News

瀧本が 公開講座「恋する人間」@北海道大学文学部 で講演しました。

瀧本が北海道大学文学部公開講座「恋する人間」(https://www.let.hokudai.ac.jp/event/2017/04/12330/)で講演しました。

タイトル:

 求め合うこころ―伴侶動物と育んできた絆―

要旨:

 私たち人間が恋をするのは人間だけではありません。ペットを飼ったことがある人なら誰もが、そのペットのことを家族のようにかけがえのない存在であると感じたり、恋しく思ったりしたことがあるはずです。このように私たち人間の家族や社会の一員のようになっている動物のことを伴侶動物(コンパニオンアニマル)と言います。
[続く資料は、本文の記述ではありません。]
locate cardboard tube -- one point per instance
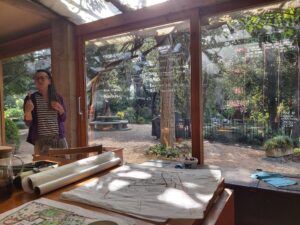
(50, 180)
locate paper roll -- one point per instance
(50, 180)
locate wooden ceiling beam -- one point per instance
(119, 6)
(32, 7)
(152, 12)
(33, 42)
(225, 7)
(167, 9)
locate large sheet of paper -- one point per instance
(46, 211)
(151, 192)
(50, 180)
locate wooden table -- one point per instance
(220, 213)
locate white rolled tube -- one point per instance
(50, 180)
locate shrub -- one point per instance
(278, 142)
(130, 115)
(12, 133)
(140, 120)
(297, 152)
(121, 115)
(162, 150)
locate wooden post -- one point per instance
(81, 93)
(2, 121)
(63, 71)
(196, 87)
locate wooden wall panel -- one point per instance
(36, 41)
(196, 87)
(2, 124)
(64, 73)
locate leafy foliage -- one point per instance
(161, 150)
(282, 142)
 伴侶動物にはイヌやネコ・ハムスター・ウマなどが含まれます。特に日本では、伴侶動物の代表格であるイヌやネコの飼育数がそれぞれ約1000万頭にものぼり、伴侶動物がストレス社会で果たす役割は年々大きくなってきています。彼らは今や私たちがよりよく生きるために不可欠な存在となりつつあるでしょう。
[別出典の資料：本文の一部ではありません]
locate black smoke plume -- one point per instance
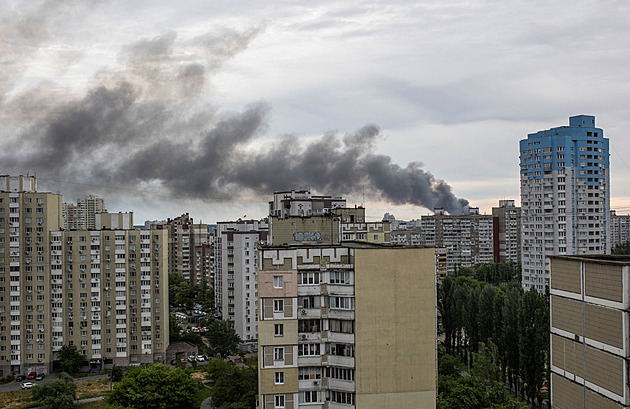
(148, 122)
 では、なぜ彼らは伴侶動物となりえたのでしょうか。なぜ私たち人間と伴侶動物はこんなにも互いを求め合い、慈しむことができるようになってきたのでしょうか。そうした疑問を解き明かすため、動物心理学では、伴侶動物が人間とのコミュニケーションにおいてどのようなシグナルを認知・理解しているかなど、伴侶動物のこころに関する基礎的な研究を進めています。そうした科学的知見の積み重ねにより、人間と伴侶動物との共生に貢献することを目指しています。本講義では、伴侶動物の中でもイヌとウマに注目し、彼らと人間がなぜ・どのようにして強く優しい絆を育み、これほどまでに互いを求め合う関係に至ったのか、そのこころの仕組みについて、最新の研究成果を交えながら、お話したいと思います。